Number one: I have started a new sweater, the Phoenix arising from the ashes of the DAAGBF Cardie. Yep, your basic four-piece square sweater in a pretty swell cable and rib pattern. I confess that I have not done a lot of cable knitting in the last 5 or 6 years and that I entered into this with misgivings, but, truth be told, I'm loving it a lot more than that cardie. And 12 inches in, I have only had to tink out half a row to recover a dropped stitch. Not a single wee froggie in sight (touch wood!).

I would love to make it a long tunic, but I suspect I shall have to stop at about hip-length due to yarn constraints. Still, it's great fun knitting and I am being veerry cautious about the measuring and the counting. This time I'm gonna get it right!

Number two: I have also been spinning up a storm. Well, okay, maybe a rainshower. I have been working on color-blending samples for my upcoming color workshop, and I spent an afternoon indulging in this little yarn...

...blended from Ashford's Merino top in "Bean Sprout" and "Cheesecake" and Louet's Corriedale top in "Fuschia". It's a rather subtle colorway, but I really like it. It's also unusually chunky for my spinning, which was deliberate. There are about 60g of fibre in about 50 yards of woolen yarn--super soft and cushy. I would have made more, but I ran out of "Bean Sprout". still, there's enough for a nice little hat there.

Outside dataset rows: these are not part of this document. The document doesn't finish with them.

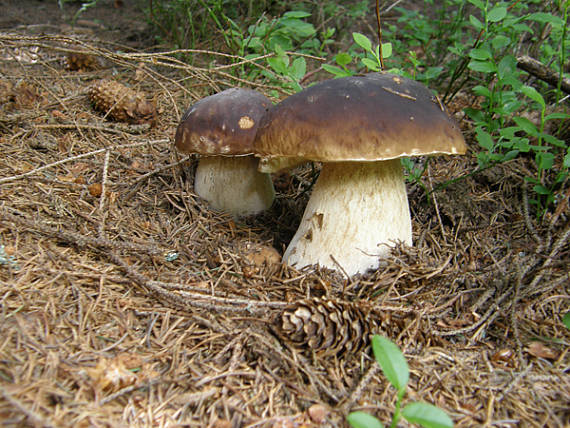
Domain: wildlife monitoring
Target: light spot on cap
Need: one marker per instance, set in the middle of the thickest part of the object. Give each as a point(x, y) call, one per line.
point(246, 122)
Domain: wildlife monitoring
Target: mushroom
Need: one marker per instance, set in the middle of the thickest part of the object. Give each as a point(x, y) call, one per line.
point(222, 128)
point(358, 127)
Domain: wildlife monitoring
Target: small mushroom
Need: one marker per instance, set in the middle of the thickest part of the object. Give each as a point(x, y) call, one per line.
point(358, 127)
point(222, 128)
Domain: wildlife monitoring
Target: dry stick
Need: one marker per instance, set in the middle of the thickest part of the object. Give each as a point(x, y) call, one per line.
point(526, 215)
point(436, 205)
point(486, 316)
point(514, 323)
point(379, 34)
point(136, 184)
point(539, 70)
point(560, 242)
point(81, 156)
point(29, 413)
point(131, 129)
point(76, 238)
point(359, 390)
point(514, 383)
point(102, 213)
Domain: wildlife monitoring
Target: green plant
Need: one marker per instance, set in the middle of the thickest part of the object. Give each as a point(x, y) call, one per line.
point(566, 320)
point(476, 41)
point(84, 6)
point(395, 368)
point(501, 128)
point(274, 40)
point(369, 59)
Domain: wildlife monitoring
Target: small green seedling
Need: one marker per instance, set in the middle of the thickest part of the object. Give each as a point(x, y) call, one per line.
point(395, 368)
point(369, 59)
point(566, 320)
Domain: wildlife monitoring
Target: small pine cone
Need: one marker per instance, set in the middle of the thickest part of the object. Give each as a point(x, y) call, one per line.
point(327, 327)
point(121, 103)
point(77, 61)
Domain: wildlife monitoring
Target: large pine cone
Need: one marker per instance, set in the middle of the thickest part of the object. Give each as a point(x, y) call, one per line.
point(121, 103)
point(326, 327)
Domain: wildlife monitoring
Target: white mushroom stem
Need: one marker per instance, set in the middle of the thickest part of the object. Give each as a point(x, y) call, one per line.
point(233, 185)
point(357, 211)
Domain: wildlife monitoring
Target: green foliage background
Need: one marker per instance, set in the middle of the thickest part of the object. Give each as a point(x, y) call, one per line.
point(452, 46)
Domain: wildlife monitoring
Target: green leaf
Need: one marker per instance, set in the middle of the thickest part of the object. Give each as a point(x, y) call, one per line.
point(526, 125)
point(506, 68)
point(497, 14)
point(546, 18)
point(480, 54)
point(297, 29)
point(500, 41)
point(541, 190)
point(557, 116)
point(485, 140)
point(550, 139)
point(362, 41)
point(478, 4)
point(482, 66)
point(478, 25)
point(545, 160)
point(511, 154)
point(343, 58)
point(279, 64)
point(296, 14)
point(426, 415)
point(363, 420)
point(386, 50)
point(534, 95)
point(298, 69)
point(392, 362)
point(482, 91)
point(338, 72)
point(566, 320)
point(370, 64)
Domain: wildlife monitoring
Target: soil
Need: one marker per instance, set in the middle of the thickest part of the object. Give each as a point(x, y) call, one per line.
point(126, 301)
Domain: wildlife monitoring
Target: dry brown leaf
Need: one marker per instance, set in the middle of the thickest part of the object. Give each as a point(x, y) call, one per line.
point(540, 350)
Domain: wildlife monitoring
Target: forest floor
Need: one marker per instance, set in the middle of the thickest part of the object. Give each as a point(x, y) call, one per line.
point(126, 301)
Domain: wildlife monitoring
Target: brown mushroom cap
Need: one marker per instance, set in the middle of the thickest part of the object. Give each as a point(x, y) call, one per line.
point(359, 118)
point(223, 124)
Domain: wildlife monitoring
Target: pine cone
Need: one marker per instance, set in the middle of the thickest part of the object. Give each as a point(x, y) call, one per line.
point(121, 103)
point(77, 61)
point(327, 327)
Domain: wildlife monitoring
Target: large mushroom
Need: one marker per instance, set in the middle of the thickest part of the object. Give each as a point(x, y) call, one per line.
point(222, 128)
point(358, 127)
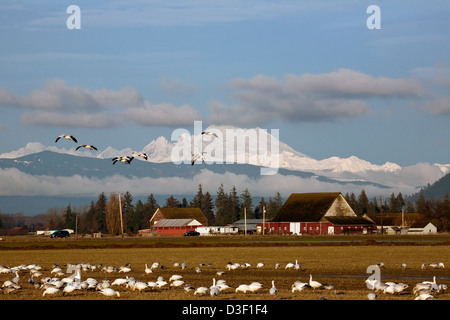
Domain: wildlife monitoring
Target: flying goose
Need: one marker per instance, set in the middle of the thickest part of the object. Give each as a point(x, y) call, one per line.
point(66, 136)
point(195, 157)
point(273, 290)
point(208, 133)
point(125, 159)
point(87, 146)
point(142, 155)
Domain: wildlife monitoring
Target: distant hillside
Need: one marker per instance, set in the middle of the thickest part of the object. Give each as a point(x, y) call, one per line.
point(437, 190)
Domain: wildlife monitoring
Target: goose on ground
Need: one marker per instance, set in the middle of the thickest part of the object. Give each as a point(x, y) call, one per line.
point(50, 291)
point(188, 287)
point(242, 288)
point(124, 159)
point(314, 284)
point(372, 296)
point(299, 286)
point(425, 296)
point(177, 283)
point(273, 290)
point(175, 277)
point(109, 292)
point(66, 136)
point(119, 281)
point(255, 286)
point(289, 265)
point(87, 146)
point(200, 291)
point(140, 286)
point(214, 290)
point(148, 270)
point(69, 289)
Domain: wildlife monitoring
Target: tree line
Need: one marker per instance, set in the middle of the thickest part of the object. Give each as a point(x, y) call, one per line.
point(103, 215)
point(437, 211)
point(119, 213)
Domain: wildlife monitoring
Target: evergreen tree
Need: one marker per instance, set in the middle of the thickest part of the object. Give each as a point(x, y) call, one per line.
point(128, 208)
point(113, 222)
point(274, 205)
point(221, 205)
point(208, 208)
point(259, 209)
point(197, 201)
point(363, 203)
point(234, 206)
point(171, 202)
point(247, 204)
point(150, 207)
point(99, 224)
point(135, 218)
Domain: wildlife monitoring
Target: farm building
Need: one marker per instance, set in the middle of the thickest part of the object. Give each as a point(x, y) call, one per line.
point(175, 221)
point(216, 230)
point(174, 227)
point(50, 231)
point(412, 223)
point(250, 225)
point(178, 213)
point(318, 213)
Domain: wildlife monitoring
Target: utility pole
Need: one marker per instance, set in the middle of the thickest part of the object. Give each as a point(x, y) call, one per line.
point(403, 220)
point(245, 221)
point(121, 220)
point(264, 218)
point(381, 215)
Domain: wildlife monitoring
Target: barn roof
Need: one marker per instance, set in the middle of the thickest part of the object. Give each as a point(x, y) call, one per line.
point(315, 207)
point(176, 223)
point(303, 207)
point(183, 213)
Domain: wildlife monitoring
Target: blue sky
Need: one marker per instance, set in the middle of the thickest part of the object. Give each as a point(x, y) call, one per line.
point(137, 70)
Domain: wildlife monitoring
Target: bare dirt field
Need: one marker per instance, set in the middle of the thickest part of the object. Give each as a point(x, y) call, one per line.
point(341, 262)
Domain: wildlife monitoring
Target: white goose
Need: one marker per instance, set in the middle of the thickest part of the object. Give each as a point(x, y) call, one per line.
point(66, 136)
point(109, 292)
point(314, 284)
point(273, 290)
point(214, 290)
point(87, 146)
point(50, 291)
point(175, 277)
point(148, 270)
point(200, 291)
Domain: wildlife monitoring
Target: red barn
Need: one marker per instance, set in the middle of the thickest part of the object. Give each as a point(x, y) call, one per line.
point(175, 227)
point(318, 213)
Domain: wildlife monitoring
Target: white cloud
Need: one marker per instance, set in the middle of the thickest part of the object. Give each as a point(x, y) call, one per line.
point(309, 97)
point(61, 105)
point(15, 182)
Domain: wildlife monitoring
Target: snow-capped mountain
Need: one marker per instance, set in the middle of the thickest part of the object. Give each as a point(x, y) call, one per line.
point(163, 156)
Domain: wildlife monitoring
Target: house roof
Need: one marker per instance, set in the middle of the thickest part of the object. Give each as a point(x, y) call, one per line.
point(183, 213)
point(315, 207)
point(395, 219)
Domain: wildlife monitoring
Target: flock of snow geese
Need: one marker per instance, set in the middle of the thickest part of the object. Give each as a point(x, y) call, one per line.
point(59, 282)
point(127, 159)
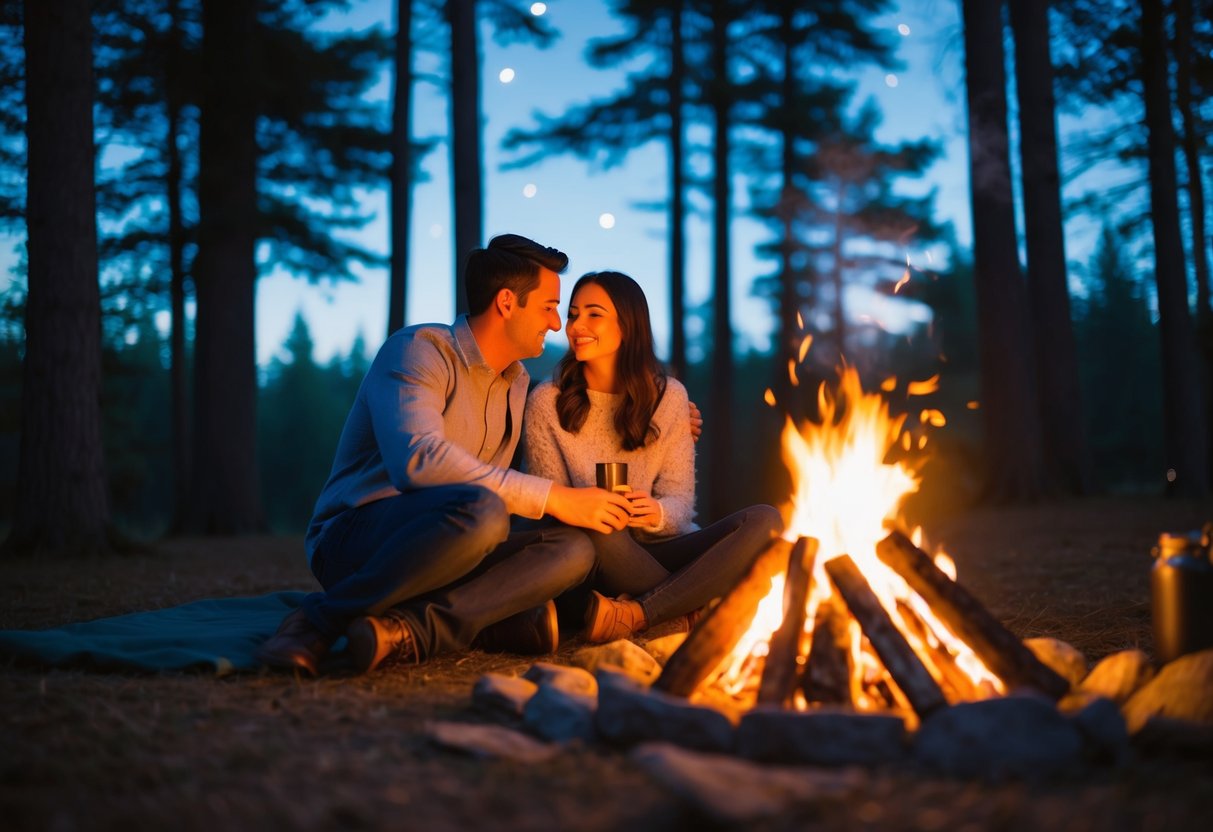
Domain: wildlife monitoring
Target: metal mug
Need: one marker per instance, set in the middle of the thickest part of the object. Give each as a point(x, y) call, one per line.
point(1182, 593)
point(613, 477)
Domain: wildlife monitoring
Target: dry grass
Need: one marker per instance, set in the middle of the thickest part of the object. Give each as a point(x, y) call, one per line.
point(83, 750)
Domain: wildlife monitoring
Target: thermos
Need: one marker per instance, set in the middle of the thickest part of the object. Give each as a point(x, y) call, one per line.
point(1182, 593)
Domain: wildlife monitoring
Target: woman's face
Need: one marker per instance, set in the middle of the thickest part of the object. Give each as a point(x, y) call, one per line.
point(592, 324)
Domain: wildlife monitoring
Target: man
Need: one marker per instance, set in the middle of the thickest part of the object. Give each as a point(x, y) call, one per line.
point(410, 537)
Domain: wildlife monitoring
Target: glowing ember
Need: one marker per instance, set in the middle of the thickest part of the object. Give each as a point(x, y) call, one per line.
point(847, 495)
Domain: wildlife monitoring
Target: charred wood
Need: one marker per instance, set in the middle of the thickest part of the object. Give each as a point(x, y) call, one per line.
point(780, 671)
point(723, 626)
point(829, 667)
point(968, 620)
point(898, 656)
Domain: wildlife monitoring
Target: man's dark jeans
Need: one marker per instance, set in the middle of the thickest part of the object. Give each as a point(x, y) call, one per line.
point(446, 560)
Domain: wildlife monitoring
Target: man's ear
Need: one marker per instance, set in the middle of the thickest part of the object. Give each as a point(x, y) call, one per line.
point(505, 302)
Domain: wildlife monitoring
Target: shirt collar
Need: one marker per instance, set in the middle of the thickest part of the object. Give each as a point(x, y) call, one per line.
point(473, 358)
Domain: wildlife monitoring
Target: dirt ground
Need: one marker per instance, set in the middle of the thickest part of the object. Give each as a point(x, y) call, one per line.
point(83, 750)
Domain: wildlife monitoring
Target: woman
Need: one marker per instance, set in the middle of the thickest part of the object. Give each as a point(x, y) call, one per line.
point(610, 402)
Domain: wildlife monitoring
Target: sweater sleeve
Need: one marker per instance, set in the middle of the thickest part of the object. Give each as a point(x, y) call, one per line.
point(673, 485)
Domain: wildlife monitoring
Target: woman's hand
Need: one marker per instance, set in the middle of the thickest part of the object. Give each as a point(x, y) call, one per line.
point(644, 509)
point(588, 507)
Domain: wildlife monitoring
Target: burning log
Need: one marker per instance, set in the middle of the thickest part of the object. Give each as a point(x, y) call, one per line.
point(779, 673)
point(956, 683)
point(968, 620)
point(723, 626)
point(829, 670)
point(898, 656)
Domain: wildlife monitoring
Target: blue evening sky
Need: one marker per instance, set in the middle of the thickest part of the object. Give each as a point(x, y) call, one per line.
point(569, 197)
point(562, 200)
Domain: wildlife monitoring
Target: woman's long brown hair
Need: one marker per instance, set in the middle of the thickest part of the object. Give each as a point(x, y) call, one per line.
point(637, 366)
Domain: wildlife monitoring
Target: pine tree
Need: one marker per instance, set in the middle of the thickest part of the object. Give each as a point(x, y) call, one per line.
point(1008, 391)
point(62, 507)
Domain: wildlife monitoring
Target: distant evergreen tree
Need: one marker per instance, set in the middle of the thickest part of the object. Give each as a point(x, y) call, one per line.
point(650, 107)
point(1120, 355)
point(1009, 403)
point(511, 21)
point(12, 121)
point(62, 507)
point(303, 406)
point(1048, 290)
point(1185, 420)
point(802, 106)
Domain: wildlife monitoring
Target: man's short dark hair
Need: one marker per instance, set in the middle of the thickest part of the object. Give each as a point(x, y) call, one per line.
point(512, 262)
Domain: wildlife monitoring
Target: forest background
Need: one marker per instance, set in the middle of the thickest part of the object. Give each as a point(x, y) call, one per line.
point(250, 140)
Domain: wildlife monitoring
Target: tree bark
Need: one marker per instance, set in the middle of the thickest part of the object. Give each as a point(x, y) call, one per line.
point(721, 394)
point(400, 193)
point(1185, 443)
point(226, 485)
point(62, 506)
point(1008, 393)
point(466, 161)
point(1063, 433)
point(178, 372)
point(677, 198)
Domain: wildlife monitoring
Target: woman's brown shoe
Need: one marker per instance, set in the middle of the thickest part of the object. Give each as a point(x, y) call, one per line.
point(608, 620)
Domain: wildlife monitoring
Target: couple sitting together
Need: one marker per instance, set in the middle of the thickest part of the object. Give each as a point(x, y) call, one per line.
point(411, 539)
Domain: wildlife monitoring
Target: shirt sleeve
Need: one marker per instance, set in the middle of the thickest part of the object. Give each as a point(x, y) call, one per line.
point(406, 394)
point(673, 486)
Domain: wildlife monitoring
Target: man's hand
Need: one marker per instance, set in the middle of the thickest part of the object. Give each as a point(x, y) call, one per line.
point(696, 421)
point(645, 511)
point(590, 508)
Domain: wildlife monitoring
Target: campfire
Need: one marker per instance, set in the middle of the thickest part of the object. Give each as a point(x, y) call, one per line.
point(844, 644)
point(847, 609)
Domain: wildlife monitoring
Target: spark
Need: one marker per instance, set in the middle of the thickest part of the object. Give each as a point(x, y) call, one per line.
point(923, 387)
point(804, 346)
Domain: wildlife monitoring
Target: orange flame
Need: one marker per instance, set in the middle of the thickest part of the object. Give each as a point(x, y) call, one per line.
point(847, 495)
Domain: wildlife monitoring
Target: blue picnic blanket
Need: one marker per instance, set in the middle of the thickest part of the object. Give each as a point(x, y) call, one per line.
point(216, 634)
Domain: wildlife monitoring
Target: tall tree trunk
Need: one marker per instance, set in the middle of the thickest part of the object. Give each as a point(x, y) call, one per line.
point(62, 506)
point(1008, 393)
point(1195, 200)
point(677, 198)
point(226, 489)
point(1063, 434)
point(178, 375)
point(721, 395)
point(466, 161)
point(1186, 431)
point(787, 295)
point(400, 194)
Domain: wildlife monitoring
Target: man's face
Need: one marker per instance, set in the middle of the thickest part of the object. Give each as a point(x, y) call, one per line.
point(529, 325)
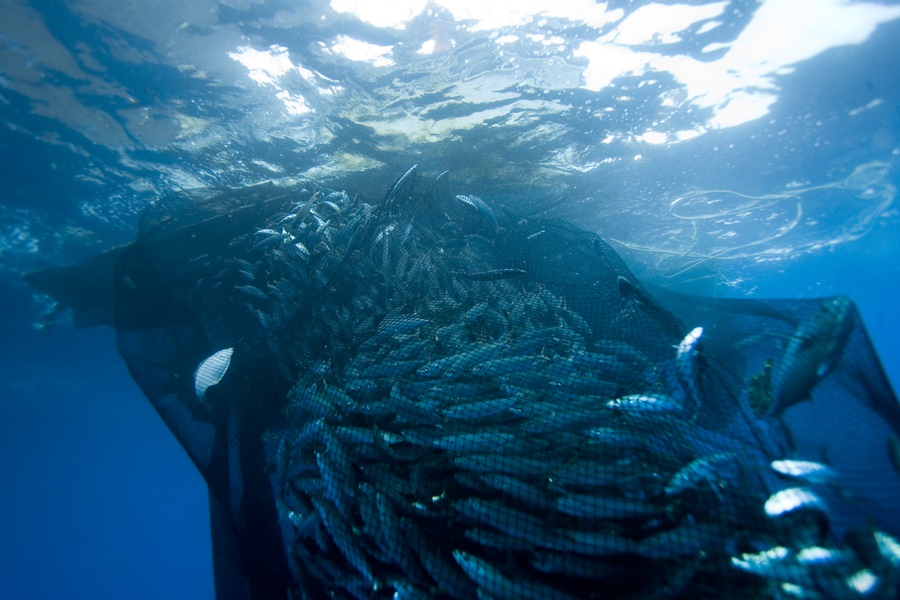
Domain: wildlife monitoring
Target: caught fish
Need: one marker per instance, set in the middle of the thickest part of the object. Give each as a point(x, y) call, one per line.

Number three: Meanwhile, over on the Kromski, I was spinning lace.

Ashford's Corriedale top (?) in "Purple", 210 yards, 47 grams. Way more than I needed to spin for a project I have in mind and disappointingly scratchy, but really nice to look at.

Number four: No pictures of this project, but I have also taken on the role of 2009 Fibre Arts Program Coordinator for Olds College's Fibre Week. Basically, this means I am on the prowl for interesting workshops and workshop leaders for Fibre Week next year. Lots of computer time. (If you have any ideas or suggestions, drop me a line!)

Number five: I have also been working on setting up a Master Spinner Off-Campus Level 1 class up here in Fort McMurray. There is enough interest to pursue the idea, with about 10-12 people ready to give it a whirl (whorl?), but the finding of a space that is not cost-prohibitive and/or consistently available has led to some frustrations and some interesting new contacts. I have reached a point where I actually have two workable options and I am just waiting for a few details to be hashed out before I make the final decision. Of course, I will be teaching, which will lead to a whole other panic once the class is confirmed. Which leads to...

Number six: I was hired yesterday to teach a second Level 3 class at Fibre Week this year!!!! Wee-hoo! The College decided to split the class because they had more than the maximum enrollment and Level 3 is a tough level. Fortunately for me, the brilliant Roberta Murray is the other instructor, and since she wrote the module, she knows the level inside and out. Still, I had better get myself up to speed on a few things that I haven't thought about lately (MATH!).

Whoo! So I guess things have happened in the last couple of weeks. And, of course, this is not including the whirlwind visit of the lovely and talented Miss Lexi, SOYA gatherings, yoga classes, the beginning of soccer season, the ever-present sock project, or the advent of an actual spring and all the garden work that portends. At least now I know why I'm so busy!